One of the things that I really enjoy watching are speeded-up videos of artists making paintings and drawings. As an artist who likes to make art relatively quickly (eg: I usually only spend 30-90 minutes on each of my paintings), it’s really cool to see other artists producing awesome art ridiculously quickly – even if it’s just via clever video editing. Not only that, these videos also contain lots of fascinating insights into the process of making art.
Back in October, I happened to see a really cool example of one of these videos on one of my favourite art-related Youtube channels (called “Mary Doodles“). This video is part of a long-running series where Mary Doodles scribbles randomly on a piece of paper and then uses that scribble as the basis for a proper painting and/or drawing. I haven’t even attempted anything like this myself, but it seems like a brilliant demonstration of artistic skill.
Anyway, this video made me think about how artists construct their paintings and drawings. And, for me, it’s usually more of a construction process than anything else.

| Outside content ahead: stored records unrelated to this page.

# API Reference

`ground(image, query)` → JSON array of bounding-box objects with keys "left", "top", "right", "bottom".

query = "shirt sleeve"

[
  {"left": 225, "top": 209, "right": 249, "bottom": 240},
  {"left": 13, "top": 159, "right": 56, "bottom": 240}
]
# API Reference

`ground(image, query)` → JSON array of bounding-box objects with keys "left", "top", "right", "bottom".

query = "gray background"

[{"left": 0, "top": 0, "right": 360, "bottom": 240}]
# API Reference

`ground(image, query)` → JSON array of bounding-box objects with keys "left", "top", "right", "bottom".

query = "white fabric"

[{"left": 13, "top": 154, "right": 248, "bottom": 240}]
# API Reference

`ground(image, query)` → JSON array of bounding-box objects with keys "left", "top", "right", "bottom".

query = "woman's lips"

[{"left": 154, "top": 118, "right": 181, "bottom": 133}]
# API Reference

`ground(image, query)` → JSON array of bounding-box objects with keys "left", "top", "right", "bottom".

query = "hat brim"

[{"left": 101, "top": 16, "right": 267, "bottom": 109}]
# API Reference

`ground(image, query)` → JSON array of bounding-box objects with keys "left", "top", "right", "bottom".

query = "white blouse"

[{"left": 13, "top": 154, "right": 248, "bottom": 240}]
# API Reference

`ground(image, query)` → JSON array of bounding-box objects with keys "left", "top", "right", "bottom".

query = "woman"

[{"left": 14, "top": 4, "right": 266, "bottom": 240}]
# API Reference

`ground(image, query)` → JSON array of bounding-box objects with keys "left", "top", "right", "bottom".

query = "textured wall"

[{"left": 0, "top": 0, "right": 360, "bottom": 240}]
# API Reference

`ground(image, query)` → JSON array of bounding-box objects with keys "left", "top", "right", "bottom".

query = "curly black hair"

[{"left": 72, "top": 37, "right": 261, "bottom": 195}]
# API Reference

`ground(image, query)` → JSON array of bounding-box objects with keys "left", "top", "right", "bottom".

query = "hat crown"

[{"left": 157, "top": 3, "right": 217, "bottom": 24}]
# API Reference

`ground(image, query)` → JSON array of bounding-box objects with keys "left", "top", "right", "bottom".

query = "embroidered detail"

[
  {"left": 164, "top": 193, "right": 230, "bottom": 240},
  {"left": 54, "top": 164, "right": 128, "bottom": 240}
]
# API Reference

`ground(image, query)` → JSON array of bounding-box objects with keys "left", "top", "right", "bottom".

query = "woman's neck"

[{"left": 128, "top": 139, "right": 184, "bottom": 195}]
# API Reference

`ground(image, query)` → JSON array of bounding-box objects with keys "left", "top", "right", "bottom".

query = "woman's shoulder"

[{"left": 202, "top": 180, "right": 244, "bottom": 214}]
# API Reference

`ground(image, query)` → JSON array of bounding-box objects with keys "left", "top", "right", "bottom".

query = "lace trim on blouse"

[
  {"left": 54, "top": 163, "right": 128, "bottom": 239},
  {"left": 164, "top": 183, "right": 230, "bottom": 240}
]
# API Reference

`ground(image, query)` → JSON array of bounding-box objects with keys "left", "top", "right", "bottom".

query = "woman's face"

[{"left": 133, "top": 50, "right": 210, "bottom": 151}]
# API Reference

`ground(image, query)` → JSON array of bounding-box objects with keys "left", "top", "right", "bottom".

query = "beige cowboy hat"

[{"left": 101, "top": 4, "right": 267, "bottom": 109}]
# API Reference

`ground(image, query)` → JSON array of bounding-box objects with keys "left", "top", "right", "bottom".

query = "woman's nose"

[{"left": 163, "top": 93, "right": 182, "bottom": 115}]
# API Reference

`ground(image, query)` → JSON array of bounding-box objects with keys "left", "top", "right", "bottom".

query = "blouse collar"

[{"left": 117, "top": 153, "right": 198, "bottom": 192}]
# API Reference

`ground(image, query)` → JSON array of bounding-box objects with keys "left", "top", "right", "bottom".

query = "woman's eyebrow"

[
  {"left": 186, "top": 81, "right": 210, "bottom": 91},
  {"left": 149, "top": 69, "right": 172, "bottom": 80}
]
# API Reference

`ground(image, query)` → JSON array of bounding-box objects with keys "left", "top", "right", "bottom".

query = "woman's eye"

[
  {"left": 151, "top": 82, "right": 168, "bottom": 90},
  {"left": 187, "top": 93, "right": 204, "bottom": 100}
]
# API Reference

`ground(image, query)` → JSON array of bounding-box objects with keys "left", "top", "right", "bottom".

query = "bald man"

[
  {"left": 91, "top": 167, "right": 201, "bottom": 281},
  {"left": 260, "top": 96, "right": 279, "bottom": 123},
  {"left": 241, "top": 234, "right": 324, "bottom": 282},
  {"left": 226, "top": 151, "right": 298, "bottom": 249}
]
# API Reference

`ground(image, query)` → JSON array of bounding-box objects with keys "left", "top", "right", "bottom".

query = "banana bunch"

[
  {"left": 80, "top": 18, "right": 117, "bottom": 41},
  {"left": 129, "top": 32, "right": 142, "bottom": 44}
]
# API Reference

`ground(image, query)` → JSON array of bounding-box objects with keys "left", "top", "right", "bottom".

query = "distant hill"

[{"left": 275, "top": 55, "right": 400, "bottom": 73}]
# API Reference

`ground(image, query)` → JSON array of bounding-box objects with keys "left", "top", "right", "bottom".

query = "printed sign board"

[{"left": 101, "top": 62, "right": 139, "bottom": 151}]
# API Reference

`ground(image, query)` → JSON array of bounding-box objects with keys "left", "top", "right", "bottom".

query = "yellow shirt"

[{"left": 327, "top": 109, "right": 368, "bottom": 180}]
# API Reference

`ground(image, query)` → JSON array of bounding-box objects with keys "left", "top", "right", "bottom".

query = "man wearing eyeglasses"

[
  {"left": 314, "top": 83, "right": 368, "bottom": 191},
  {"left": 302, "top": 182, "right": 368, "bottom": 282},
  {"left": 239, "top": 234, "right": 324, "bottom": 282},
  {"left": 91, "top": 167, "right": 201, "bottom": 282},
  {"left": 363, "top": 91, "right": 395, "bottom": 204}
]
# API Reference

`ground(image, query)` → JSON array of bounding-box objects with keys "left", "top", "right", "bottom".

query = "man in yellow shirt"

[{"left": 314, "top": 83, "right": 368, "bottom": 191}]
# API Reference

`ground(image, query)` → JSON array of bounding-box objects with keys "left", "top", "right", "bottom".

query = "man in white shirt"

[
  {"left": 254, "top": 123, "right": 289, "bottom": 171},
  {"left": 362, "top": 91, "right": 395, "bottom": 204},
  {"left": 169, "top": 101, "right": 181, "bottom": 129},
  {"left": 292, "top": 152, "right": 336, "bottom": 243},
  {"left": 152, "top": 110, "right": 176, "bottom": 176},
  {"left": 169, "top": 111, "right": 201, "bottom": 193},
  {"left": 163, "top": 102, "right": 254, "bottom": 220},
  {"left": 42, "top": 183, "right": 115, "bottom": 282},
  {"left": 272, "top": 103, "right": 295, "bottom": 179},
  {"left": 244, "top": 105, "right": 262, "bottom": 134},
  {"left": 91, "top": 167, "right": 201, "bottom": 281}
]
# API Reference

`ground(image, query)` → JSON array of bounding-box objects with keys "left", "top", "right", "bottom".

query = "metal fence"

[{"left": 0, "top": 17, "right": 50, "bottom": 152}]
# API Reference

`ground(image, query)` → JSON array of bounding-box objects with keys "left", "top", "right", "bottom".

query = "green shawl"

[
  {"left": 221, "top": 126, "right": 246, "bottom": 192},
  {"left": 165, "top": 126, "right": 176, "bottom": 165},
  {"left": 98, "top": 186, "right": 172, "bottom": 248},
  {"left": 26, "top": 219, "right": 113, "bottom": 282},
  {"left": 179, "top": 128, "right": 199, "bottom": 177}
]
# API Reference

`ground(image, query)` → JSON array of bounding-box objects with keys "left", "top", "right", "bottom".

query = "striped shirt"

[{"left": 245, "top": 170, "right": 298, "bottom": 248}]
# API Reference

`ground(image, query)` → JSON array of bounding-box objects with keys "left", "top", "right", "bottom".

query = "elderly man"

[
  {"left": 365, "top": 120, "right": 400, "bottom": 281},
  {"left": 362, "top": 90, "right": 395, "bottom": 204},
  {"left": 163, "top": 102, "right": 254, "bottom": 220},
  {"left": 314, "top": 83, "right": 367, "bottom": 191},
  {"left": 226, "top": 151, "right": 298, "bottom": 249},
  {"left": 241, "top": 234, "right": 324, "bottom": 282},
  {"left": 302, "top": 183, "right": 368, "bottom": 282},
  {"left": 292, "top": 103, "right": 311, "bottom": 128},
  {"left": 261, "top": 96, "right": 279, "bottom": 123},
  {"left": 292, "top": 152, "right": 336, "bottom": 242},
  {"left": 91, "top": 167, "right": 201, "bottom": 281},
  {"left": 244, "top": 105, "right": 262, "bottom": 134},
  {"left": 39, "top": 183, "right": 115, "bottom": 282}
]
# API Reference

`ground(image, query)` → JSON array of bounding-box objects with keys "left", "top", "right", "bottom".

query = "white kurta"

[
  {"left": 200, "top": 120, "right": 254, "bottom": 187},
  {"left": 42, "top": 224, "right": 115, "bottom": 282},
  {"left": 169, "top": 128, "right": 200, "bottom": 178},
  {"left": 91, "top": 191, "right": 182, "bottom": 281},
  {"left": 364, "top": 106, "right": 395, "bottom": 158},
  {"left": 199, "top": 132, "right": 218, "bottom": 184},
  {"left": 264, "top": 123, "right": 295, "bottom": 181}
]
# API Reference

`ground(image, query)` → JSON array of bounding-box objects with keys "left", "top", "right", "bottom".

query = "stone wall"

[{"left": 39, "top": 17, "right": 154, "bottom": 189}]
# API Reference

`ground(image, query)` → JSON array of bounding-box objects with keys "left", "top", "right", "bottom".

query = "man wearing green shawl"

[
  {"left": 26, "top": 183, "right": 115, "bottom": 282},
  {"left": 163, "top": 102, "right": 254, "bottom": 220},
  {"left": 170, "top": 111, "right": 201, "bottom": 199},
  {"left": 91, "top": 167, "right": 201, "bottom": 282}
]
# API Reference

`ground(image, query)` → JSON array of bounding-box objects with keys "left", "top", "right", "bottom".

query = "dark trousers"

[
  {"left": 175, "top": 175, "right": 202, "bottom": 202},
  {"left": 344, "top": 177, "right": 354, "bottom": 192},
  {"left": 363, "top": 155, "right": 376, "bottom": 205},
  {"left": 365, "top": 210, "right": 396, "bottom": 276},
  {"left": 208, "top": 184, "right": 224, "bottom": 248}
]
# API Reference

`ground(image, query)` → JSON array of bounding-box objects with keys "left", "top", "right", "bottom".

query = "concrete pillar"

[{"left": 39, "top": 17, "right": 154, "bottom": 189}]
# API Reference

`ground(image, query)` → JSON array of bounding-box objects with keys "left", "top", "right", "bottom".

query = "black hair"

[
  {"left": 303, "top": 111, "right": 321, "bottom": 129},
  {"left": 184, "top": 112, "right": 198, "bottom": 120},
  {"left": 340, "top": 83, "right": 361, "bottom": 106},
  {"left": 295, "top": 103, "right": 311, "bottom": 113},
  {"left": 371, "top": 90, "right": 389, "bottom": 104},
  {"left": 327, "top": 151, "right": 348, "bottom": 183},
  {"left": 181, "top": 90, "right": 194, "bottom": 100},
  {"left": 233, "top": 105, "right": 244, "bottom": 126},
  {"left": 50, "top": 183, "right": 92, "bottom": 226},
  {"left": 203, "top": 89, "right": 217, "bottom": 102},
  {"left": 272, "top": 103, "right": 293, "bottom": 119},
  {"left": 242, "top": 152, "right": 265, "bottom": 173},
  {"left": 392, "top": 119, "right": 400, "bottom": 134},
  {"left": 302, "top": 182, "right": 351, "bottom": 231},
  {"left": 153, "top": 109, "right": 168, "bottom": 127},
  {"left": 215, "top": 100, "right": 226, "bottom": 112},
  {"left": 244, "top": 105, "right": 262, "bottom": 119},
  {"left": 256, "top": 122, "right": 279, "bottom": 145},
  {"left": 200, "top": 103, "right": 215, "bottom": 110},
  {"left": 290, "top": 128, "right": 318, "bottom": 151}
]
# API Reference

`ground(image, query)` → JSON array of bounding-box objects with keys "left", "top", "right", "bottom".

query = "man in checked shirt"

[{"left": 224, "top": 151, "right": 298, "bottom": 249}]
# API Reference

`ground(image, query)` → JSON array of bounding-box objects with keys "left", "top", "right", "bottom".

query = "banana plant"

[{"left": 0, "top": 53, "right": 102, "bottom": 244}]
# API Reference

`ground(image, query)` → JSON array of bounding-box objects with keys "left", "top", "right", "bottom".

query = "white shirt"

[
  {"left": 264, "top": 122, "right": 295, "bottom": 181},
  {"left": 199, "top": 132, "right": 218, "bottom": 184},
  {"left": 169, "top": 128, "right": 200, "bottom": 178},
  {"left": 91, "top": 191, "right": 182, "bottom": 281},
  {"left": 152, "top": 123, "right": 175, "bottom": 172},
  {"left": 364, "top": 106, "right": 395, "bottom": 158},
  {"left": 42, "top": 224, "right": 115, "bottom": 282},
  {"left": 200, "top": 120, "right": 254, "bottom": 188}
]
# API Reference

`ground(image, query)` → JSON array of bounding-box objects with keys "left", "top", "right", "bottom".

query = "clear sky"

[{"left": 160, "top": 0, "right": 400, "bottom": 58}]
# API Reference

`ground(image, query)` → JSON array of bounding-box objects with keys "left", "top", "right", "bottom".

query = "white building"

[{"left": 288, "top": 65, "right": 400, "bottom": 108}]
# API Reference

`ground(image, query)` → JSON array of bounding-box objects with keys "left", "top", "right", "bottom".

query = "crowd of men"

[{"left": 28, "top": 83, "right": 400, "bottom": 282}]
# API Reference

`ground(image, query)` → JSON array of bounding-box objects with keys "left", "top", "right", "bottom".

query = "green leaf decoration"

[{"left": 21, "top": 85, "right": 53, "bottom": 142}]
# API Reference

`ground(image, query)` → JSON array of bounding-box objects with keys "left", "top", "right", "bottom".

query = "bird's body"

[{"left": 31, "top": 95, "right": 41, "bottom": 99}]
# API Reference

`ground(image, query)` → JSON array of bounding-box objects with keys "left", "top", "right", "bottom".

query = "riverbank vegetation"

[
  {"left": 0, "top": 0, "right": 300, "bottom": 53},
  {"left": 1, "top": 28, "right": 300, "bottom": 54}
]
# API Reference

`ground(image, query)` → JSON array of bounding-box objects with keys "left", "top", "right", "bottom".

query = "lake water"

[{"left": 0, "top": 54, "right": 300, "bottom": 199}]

Although I occasionally have an idea of what I’m going to paint or draw before I begin, most of my paintings and drawings usually just start with me sitting in front of a blank piece of paper and randomly sketching (and often erasing) things in pencil until I have the beginnings of an interesting painting or drawing.
Usually, I’ll sketch the close foreground and/or any people in the picture first and then I’ll add the background later. Most of the time, I only start thinking of ideas for the background after I’ve already sketched the people in the picture. Sometimes I’ll even sketch out one-point perspective lines as a guide.
But, one of the fascinating things about seeing speeded-up videos of other artists making art is seeing the different ways that they start, construct and/or plan their paintings and drawings.
For example, in the Mary Doodles video I linked to earlier, she starts drawing the picture in the area of the paper that she scribbled on. This is a fairly logical place to start this kind of drawing, but it’s interesting to see the composition that she uses afterwards – first, she adds a zombie in the close foreground on the right-hand side of the painting and then she adds another zombie in the mid-distance on the left-hand side of the picture.
I don’t know how much pre-planning went into this drawing, but – from the video at least- it appears that she’s drawing the entire thing completely spontaneously and without using a visible pencil sketch either. If this is the case, then this is seriously impressive.
Seriously, even though I’ve been making art on a regular basis for almost four years (and on an irregular basis for much longer than that) I can usually only produce vaguely good drawings and paintings if I make a pencil sketch beforehand.
The only real exception to this is the little sketches that I include at the top of these articles and that’s only because I’ve drawn these cartoon pictures of myself so often that I know how to do it without sketching through sheer repetition and muscle memory. But, for anything that involves real creativity, I still usually have to sketch it out in pencil first.
Still, some artists thrive when they make art completely spontaneously and without any prior sketching. So, I guess that it’s safe to say that every artist constructs their paintings and/or drawings in their own slightly unique way. For me, this is one of the cool things about making art – since it’s kind of like computer game designers using different “engines” for making games.
Likewise, when I draw people, I’ll usually sketch a simplified stick figure- like “skeleton” before adding any other details. This is a relatively recent thing and, before this, I used another technique that I learnt from this Shoo Rayner video, which involves drawing a mannequin-like figure in pencil. Before this, I didn’t really do any of this kind of planning before drawing people – which explains the weird proportions and poses in a lot of my older artwork.
Many artists use versions of these techniques, but these are often subtly different. For example, in the instructional video about drawing realistically-proportioned people on Mary Doodles’ channel, she uses the stick figure technique – but her version of it involves drawing triangles and/or diamonds to represent the chest, hips and feet.
So, yes, every artist constructs their artwork in a slightly different and vaguely unique way.